Besides providing broader coverage for accidental breakage, a floater raises the dollar limit for coverage of valuables, such as antiques, jewelry and fine arts. A standard home insurance policy limits how much you can collect for the loss of certain items.
6. A kid breaks a window playing ball
Although standard home insurance doesn’t cover your belongings for accidental breakage, it does cover such damage to the structure.
First, cover the window to prevent further damage and save receipts for taking the protective measures, says Mary Bonelli, a spokesperson for the Ohio Insurance Institute.
“Then I’d recommend getting at least two estimates for repairs first before you even file a claim,” she says.
If the cost is near your deductible, you and the child’s parents are better off handling the repair yourselves.
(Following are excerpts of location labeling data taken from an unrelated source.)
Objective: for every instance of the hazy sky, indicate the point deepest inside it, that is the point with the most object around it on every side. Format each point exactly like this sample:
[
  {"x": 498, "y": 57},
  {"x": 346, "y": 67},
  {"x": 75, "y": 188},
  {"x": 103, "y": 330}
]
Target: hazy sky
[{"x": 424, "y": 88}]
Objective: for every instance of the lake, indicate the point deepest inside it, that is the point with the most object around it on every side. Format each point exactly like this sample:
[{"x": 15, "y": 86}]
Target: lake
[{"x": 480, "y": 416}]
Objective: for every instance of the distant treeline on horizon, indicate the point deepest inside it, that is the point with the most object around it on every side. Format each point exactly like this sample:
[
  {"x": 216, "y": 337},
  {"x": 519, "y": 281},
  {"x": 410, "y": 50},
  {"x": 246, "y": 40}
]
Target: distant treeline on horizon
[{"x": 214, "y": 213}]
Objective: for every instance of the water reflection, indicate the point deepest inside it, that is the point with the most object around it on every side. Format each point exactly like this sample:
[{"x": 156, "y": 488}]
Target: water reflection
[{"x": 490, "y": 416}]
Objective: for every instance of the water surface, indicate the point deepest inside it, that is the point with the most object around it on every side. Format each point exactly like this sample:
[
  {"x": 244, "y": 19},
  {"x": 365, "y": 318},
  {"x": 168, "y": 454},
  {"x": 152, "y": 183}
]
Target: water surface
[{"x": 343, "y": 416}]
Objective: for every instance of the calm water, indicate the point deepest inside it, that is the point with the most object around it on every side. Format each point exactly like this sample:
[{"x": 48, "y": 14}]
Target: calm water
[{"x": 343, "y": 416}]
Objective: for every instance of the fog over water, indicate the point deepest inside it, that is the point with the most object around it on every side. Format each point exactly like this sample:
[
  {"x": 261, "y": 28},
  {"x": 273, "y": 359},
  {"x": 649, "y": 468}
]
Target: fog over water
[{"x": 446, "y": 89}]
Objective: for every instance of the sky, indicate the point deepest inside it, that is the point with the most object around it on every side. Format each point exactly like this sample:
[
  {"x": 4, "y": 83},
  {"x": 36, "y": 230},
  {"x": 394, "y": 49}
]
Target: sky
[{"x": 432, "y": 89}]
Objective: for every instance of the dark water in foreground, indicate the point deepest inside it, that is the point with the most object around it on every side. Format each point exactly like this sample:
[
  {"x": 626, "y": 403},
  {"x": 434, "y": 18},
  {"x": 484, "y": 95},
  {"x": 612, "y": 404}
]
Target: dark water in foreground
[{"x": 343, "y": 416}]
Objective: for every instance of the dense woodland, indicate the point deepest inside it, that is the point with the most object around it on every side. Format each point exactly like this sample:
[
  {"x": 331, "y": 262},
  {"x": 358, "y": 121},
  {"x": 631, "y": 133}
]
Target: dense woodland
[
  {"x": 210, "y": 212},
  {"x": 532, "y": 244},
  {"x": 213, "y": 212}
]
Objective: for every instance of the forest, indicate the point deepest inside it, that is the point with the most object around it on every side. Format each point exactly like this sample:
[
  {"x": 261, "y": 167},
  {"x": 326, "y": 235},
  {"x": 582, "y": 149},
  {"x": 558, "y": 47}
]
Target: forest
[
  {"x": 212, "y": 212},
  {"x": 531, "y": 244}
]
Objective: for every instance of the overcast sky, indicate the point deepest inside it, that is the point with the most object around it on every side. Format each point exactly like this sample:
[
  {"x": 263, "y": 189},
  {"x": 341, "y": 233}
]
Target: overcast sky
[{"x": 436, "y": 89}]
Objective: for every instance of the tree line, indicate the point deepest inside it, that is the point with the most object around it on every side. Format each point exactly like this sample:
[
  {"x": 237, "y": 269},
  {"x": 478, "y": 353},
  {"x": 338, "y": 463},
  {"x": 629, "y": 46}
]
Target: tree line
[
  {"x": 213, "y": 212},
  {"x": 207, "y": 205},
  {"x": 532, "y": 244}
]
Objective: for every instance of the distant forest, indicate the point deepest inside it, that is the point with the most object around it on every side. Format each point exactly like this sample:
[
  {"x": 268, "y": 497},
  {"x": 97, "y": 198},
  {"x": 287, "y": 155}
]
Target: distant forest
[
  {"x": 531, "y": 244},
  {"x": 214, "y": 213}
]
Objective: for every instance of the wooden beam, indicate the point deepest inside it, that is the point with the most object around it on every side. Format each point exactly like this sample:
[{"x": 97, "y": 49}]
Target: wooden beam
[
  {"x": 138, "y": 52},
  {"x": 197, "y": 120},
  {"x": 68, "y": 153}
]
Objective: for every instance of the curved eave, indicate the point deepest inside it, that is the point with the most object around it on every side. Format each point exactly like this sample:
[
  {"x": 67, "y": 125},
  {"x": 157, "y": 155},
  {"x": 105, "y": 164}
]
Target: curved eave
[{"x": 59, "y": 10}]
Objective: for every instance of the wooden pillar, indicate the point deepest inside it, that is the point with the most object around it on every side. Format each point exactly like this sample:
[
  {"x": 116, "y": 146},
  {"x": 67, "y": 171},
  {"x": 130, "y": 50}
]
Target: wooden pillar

Filing multiple claims, even small ones, can lead to a premium increase, Bonelli warns.
If you do file a claim, the insurer may attempt to recoup costs, including your deductible, through the parents’ liability insurance.
7. A child runs a bike into your car and creates a huge scratch
You can file an auto insurance claim if you have comprehensive coverage, which covers damage to the vehicle from causes other than traffic accidents. The insurer might then pursue a claim against the parents’ liability policy to recoup costs and your deductible, Putich says.